Tokyo, 11 March, /AJMEDIA/

TOKYO – Prime Minister Fumio Kishida said Friday that German Chancellor Olaf Scholz is scheduled to visit Japan, along with six members of his cabinet, to hold the two countries’ first high-level intergovernmental talks on March 18.

The gathering, expected to last for more than four hours, comes as Japan, which holds this year’s Group of Seven presidency, seeks to lay the ground for the G7 summit to be hosted in Kishida’s home constituency of Hiroshima in May.

The G7 groups Britain, Canada, France, Germany, Italy, Japan and the United States, plus the European Union.
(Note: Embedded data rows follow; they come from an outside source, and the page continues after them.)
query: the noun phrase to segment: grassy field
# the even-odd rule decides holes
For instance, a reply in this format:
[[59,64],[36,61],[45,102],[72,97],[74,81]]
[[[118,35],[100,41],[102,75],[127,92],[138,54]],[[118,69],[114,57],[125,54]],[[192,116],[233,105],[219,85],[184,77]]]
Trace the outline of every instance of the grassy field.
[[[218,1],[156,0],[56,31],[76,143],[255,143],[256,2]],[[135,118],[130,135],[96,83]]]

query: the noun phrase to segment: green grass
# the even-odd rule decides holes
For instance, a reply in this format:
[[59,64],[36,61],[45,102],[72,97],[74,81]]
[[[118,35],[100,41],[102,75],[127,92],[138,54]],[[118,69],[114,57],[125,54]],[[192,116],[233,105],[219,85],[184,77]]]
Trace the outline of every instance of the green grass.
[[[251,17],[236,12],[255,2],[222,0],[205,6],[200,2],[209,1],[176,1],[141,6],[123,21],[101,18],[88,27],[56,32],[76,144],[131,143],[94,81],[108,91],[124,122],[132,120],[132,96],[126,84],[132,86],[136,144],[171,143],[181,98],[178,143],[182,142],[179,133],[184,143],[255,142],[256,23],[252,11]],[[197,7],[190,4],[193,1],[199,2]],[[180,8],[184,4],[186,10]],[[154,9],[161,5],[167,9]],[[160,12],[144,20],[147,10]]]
In January, Kishida made a weeklong trip to the G7 countries other than Germany in the run-up to the summit.

Kishida has pledged to pitch his vision of a world without nuclear weapons at the G7 summit in Hiroshima, which was devastated by a U.S. atomic bomb in August 1945, amid growing fears that Russia might use a nuclear device against Ukraine in the ongoing war.

At a meeting between the government and the ruling bloc on Friday, Kishida also said he is slated to visit India from March 19 for talks with his counterpart Narendra Modi.

Kishida’s trip to India, the chair of the Group of 20 economies for 2023, is set to come just weeks after Foreign Minister Yoshimasa Hayashi skipped a gathering of the G20’s top diplomats held for two days earlier this month in New Delhi.

Hayashi’s absence triggered a backlash in some parts of the Indian media, which said it could cast a shadow over bilateral relations.

Kishida has been eager to confirm with Modi that Tokyo and New Delhi, as this year’s G7 and G20 presidents, will work together more closely to grapple with issues stemming from Russia’s war in Ukraine, government sources said.

During the envisioned talks, Kishida is likely to invite Modi to participate in the G7 summit, the sources added.

Along with the G7 members, the G20 also includes Argentina, Australia, Brazil, China, India, Indonesia, Mexico, Russia, Saudi Arabia, South Africa, South Korea and Turkey.